Пруденс недавно проснулась, потому что до трех часов ночи танцевала на балу, а сейчас встретила подругу в украшенном кружевами бархатном халате.
– Как жаль, что ты не пошла на бал! Собралось множество красивых молодых людей, прибыл даже целый кавалерийский эскадрон. Через два дня их отправляют в Крым. Ах, до чего же хороша форма!
– Я только что была у Одри, – слегка запыхавшись, сообщила Беатрикс, входя в маленькую гостиную на втором этаже и старательно закрывая за собой дверь. – Бедный мистер Фелан болеет. Но об этом позже, а сейчас… письмо от капитана Фелана!
Пруденс с улыбкой взяла запечатанный конверт.
– Спасибо, Беа. Так вот, об офицерах, с которыми я вчера познакомилась… один красивый темноволосый лейтенант пригласил меня на танец и…
– Разве ты не хочешь немедленно открыть и прочитать? – Беатрикс с отчаянием заметила, что подруга равнодушно положила письмо на стол.
Пруденс лукаво улыбнулась:
– О, какая спешка! Считаешь, что следует распечатать прямо сейчас?
– Да. – Беатрикс уселась в обитое ярким атласом кресло.
– Но мне не терпится рассказать о лейтенанте.
– А мне совсем не интересно о нем слушать. Хочу узнать, что пишет капитан Фелан.
Пруденс усмехнулась:
– Сказать по правде, в последний раз ты так волновалась в прошлом году, когда выкрала лису, которую лорд Кампдон специально привез из Франции.
– Я вовсе не выкрала эту лису, а спасла. Везти животное из-за границы, чтобы потом на него охотиться…

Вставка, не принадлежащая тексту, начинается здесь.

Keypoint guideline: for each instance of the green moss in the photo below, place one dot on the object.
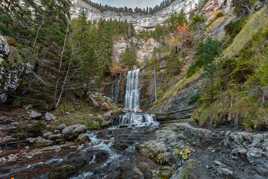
(187, 172)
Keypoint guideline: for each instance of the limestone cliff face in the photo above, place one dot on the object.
(144, 48)
(140, 22)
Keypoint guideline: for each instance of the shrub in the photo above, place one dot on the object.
(207, 51)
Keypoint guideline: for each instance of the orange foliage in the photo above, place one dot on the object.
(117, 69)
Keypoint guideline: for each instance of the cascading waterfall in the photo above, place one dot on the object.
(133, 116)
(132, 91)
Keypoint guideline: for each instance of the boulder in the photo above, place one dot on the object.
(73, 131)
(61, 127)
(40, 142)
(83, 138)
(35, 115)
(49, 117)
(4, 47)
(3, 98)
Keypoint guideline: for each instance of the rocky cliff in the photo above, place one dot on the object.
(140, 22)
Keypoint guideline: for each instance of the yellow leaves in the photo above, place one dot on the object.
(184, 153)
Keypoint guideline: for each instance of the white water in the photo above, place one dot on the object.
(132, 102)
(133, 117)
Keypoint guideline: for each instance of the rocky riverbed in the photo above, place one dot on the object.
(175, 150)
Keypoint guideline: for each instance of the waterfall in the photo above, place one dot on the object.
(116, 90)
(132, 91)
(133, 116)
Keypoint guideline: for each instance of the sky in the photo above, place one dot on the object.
(130, 3)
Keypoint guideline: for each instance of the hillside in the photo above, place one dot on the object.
(176, 91)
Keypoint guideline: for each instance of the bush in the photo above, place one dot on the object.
(206, 53)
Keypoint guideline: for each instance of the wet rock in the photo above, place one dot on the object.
(253, 154)
(165, 172)
(40, 142)
(4, 47)
(73, 131)
(61, 127)
(62, 172)
(157, 151)
(47, 135)
(192, 169)
(107, 115)
(3, 98)
(80, 129)
(49, 117)
(35, 115)
(137, 174)
(222, 169)
(83, 138)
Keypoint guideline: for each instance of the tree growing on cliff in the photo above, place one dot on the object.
(129, 58)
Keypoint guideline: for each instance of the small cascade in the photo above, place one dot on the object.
(116, 90)
(133, 116)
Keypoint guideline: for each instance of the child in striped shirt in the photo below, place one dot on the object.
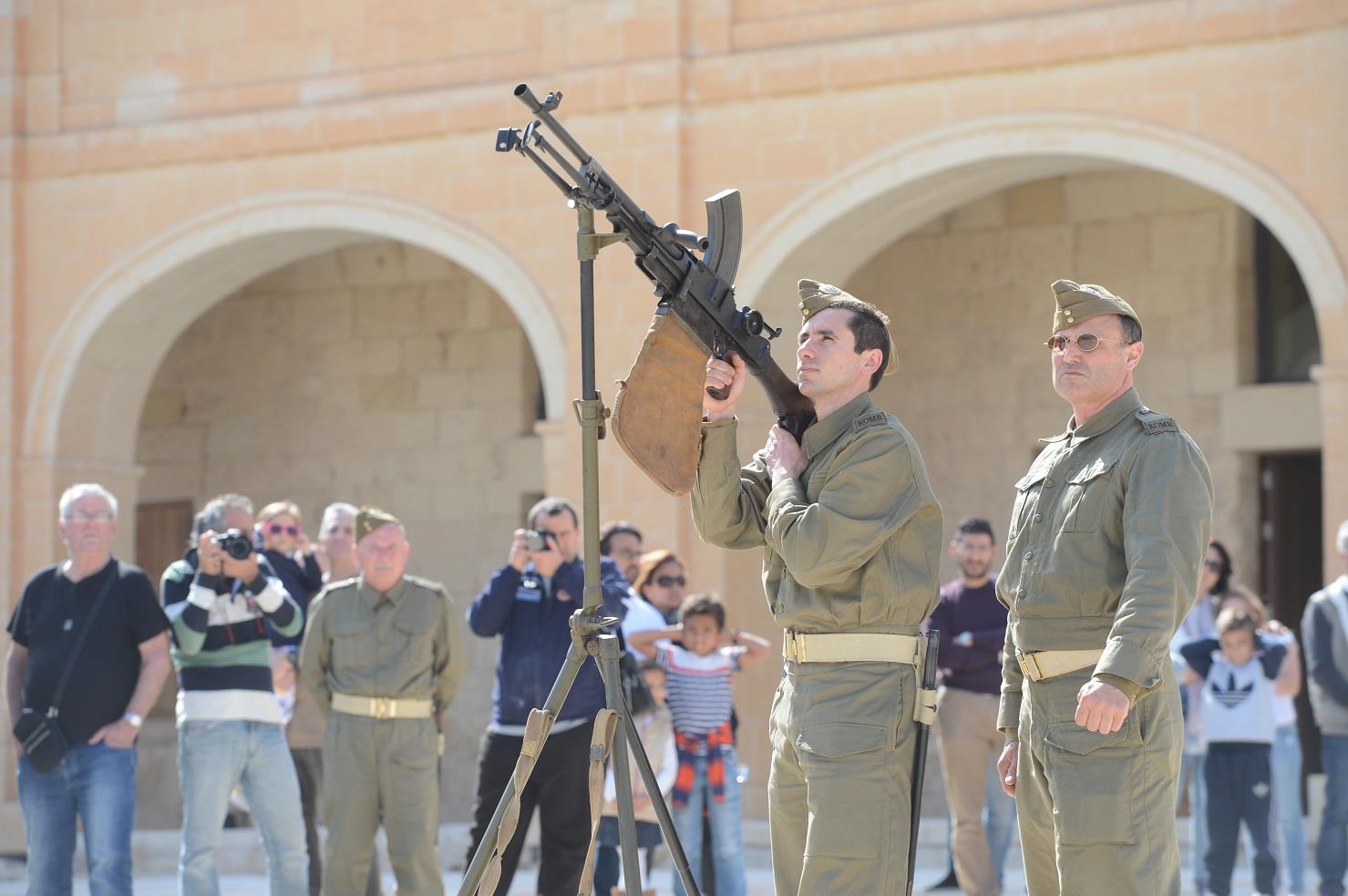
(700, 668)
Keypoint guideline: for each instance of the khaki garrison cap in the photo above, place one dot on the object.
(1080, 302)
(371, 518)
(816, 296)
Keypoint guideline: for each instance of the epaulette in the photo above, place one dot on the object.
(870, 419)
(178, 572)
(425, 582)
(1154, 422)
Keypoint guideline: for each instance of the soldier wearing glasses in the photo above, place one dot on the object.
(1106, 540)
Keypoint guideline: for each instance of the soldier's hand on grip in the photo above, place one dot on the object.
(726, 377)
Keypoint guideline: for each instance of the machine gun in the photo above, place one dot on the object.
(700, 292)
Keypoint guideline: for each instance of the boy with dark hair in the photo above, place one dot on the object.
(1238, 670)
(698, 690)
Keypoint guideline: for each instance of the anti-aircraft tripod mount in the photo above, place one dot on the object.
(587, 189)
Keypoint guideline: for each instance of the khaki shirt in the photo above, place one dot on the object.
(402, 644)
(853, 544)
(1106, 537)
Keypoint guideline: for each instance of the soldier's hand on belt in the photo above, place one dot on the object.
(518, 550)
(725, 377)
(1102, 707)
(1006, 767)
(782, 454)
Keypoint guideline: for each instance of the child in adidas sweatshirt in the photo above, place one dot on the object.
(1238, 671)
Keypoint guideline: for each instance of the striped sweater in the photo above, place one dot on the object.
(220, 643)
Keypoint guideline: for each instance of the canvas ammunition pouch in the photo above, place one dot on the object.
(658, 410)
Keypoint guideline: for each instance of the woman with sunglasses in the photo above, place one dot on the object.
(292, 554)
(661, 582)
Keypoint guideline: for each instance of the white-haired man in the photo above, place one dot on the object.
(95, 624)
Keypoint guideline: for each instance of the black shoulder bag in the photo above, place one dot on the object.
(39, 733)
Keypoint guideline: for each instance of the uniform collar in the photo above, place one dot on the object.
(824, 433)
(371, 597)
(1111, 416)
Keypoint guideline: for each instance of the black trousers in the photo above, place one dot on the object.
(1239, 789)
(559, 788)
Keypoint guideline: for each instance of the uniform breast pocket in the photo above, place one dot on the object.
(1086, 496)
(1026, 495)
(417, 630)
(354, 648)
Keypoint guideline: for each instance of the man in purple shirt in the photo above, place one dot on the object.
(972, 625)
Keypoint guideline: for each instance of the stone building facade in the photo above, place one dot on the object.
(267, 247)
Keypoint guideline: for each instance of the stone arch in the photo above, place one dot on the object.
(111, 343)
(835, 228)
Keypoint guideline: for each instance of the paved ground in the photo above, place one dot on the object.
(931, 864)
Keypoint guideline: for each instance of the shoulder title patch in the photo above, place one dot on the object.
(870, 419)
(1154, 422)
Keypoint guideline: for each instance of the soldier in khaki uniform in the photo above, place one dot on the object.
(852, 540)
(383, 655)
(1105, 549)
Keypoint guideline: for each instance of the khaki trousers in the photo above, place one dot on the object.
(382, 771)
(970, 741)
(840, 785)
(1097, 811)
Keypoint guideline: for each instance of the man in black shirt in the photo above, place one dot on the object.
(113, 681)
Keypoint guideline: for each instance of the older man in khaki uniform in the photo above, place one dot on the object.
(852, 541)
(1103, 555)
(383, 655)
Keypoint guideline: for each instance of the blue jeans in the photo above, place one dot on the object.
(726, 839)
(98, 786)
(1192, 777)
(214, 755)
(1286, 802)
(1332, 850)
(998, 819)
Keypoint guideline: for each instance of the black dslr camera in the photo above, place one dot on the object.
(236, 543)
(537, 541)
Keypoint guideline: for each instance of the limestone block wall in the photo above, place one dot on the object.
(971, 306)
(376, 374)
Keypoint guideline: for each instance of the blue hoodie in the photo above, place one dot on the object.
(535, 633)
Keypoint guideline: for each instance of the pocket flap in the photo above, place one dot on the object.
(1030, 479)
(1091, 472)
(841, 738)
(1081, 741)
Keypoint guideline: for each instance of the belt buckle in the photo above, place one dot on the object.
(1029, 665)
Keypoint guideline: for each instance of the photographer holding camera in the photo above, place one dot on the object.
(529, 603)
(221, 597)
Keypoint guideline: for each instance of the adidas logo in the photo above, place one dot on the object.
(1234, 695)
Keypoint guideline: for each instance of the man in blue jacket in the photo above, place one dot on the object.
(529, 603)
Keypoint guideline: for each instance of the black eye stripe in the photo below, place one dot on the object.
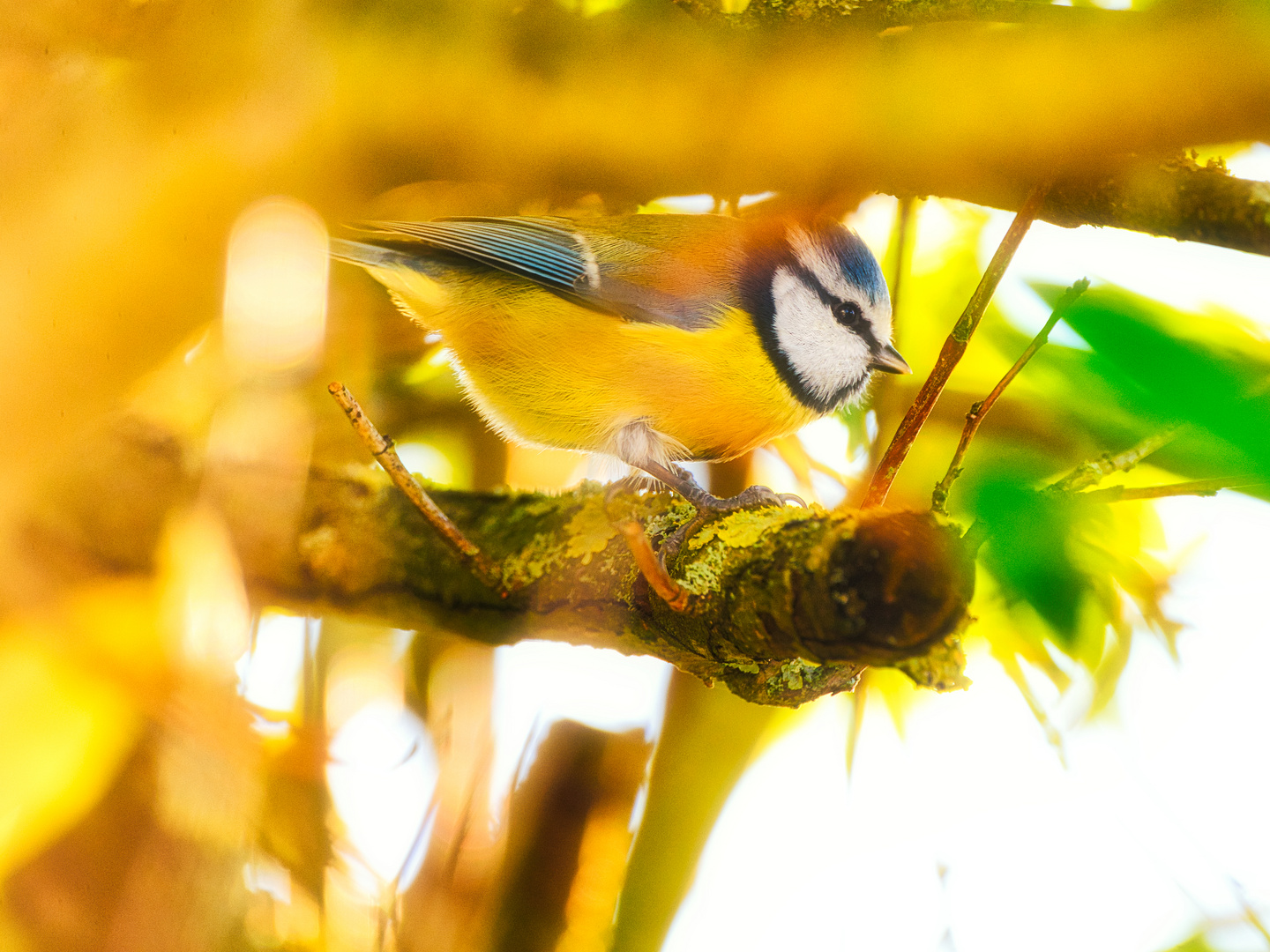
(863, 328)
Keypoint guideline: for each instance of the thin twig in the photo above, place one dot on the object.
(381, 449)
(652, 568)
(978, 410)
(905, 215)
(952, 353)
(1094, 471)
(1194, 487)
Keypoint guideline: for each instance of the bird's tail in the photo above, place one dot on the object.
(417, 283)
(372, 256)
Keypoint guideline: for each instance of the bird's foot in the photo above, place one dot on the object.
(752, 498)
(710, 507)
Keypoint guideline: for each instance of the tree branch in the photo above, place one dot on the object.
(788, 605)
(979, 409)
(889, 14)
(1192, 487)
(1094, 471)
(950, 355)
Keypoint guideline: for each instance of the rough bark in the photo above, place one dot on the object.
(788, 603)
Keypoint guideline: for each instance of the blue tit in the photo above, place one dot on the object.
(653, 338)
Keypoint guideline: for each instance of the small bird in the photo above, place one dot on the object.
(653, 338)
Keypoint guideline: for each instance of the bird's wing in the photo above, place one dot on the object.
(640, 279)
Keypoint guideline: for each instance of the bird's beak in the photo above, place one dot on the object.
(888, 361)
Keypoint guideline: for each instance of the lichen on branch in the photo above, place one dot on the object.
(788, 603)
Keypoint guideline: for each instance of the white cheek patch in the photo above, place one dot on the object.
(826, 355)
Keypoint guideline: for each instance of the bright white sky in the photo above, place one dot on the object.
(968, 834)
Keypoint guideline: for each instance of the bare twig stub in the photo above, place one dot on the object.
(381, 449)
(952, 353)
(938, 498)
(1094, 471)
(1192, 487)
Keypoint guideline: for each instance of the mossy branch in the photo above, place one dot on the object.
(788, 605)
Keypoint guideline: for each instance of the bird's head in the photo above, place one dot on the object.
(820, 306)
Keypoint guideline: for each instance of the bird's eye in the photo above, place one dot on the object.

чрезвычайно неспортивно! – Беатрикс показала на письмо. – Открывай!
Пруденс сломала печать, быстро просмотрела листок и недоуменно пожала плечами.
– Ну вот, теперь он пишет о мулах. – Она закатила глаза и отдала письмо подруге.
«Мисс Пруденс Мерсер
Стоуни-Кросс, Гемпшир, Англия
7 ноября 1854 года
Дорогая Пруденс.
Несмотря на те сообщения, в которых описывается несгибаемая храбрость британских военных, хочу заметить, что когда в нас стреляют, мы непременно пригибаемся как можно ниже и бежим в укрытие. По вашему совету я пополнил репертуар прыжками в сторону и увертками. Должен признаться, результаты превосходные. Все-таки старая басня не совсем верна: случаются в жизни ситуации, когда хочется быть не черепахой, а зайцем.
В сражении под Балаклавой легкая кавалерия получила приказ наступать непосредственно на артиллерийский расчет русских – без разумной на то причины. В итоге пять кавалерийских отрядов оказались под огнем без прикрытия и защиты. За двадцать минут погибли двести всадников и почти четыреста лошадей. Еще более кровопролитная битва произошла у крепости Инкерман.